Tiefe Zinsen als Treiber
Der Boom sei auf die extrem tiefen Zinsen zurückzuführen, sagt Thomas Liebi,
Chefökonom von Swisscanto. Es gebe
eine Risikoverschiebung von Aktionären zu Obligationären. So könne es
selbst lukrativ sein, Geld, das mit Anleihen aufgenommen wurde, direkt in
Aktienrückkäufe zu investieren. Für
eine kotierte Gesellschaft gibt es mehrere Beweggründe für den Aktienrückkauf. Die Transaktion reduziert die Anzahl der ausstehenden Valoren, dadurch
muss der Gewinn auf weniger Aktien
verteilt werden. Gemessen an der
Kennzahl Gewinn pro Aktie wird das
Unternehmen auch bei unverändertem
Gewinn profitabler.
Viele Unternehmen haben in der
Krise die Sparanstrengungen intensiviert und ihre Effizienz gesteigert und
verfügen über rekordhohe Cash-Bestände.
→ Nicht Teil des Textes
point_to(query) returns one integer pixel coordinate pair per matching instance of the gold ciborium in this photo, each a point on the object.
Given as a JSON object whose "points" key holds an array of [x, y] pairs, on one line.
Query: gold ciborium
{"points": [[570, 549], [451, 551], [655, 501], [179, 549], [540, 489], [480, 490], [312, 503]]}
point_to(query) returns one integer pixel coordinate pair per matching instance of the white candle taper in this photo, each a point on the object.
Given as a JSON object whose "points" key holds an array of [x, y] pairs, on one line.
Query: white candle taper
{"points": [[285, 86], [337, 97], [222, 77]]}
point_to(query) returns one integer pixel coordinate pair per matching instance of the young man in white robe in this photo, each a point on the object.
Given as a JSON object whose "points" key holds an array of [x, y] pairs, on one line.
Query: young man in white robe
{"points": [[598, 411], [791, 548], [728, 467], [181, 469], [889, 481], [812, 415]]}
Unter diesen Umständen zieht
in der Regel auch die Fusions- und
Übernahmetätigkeit (M&A, Mergers &
Acquisitions) an. Gemäss einer Studie
von Citigroup haben aber die Transaktionen nicht mit dem rekordesetzenden Aktienrally Schritt gehalten, weil
viele Unternehmen stattdessen Aktien
zurückkauften. Die M&A-Aktivitäten
in den zwölf Monaten bis September
summierten sich monatlich auf durchschnittlich 89,7 Mrd. $. Das entspricht
einem Plus von 12% gegenüber dem
Wert vom September 2011. Der S&P
500 gewann im gleichen Zeitraum 49%.
Nicht berücksichtigt wird hier, wenn
Unternehmen «sich selbst kaufen», also
eigene Titel erwerben. Aktien zurückzukaufen, sei der am wenigsten riskante
Weg, die Aktienkurse in die Höhe zu
treiben, und habe an Beliebtheit gewonnen, heisst es in einer Studie von Birinyi
Associates. Martin Hüsler, stellvertretender Leiter des Research der Zürcher
Kantonalbank, präzisiert, seien die Bewertungen der Aktien eher hoch – wie
dies zurzeit der Fall ist –, falle die Gewinnverdichtung durch Aktienrückkäufe jedoch geringer aus.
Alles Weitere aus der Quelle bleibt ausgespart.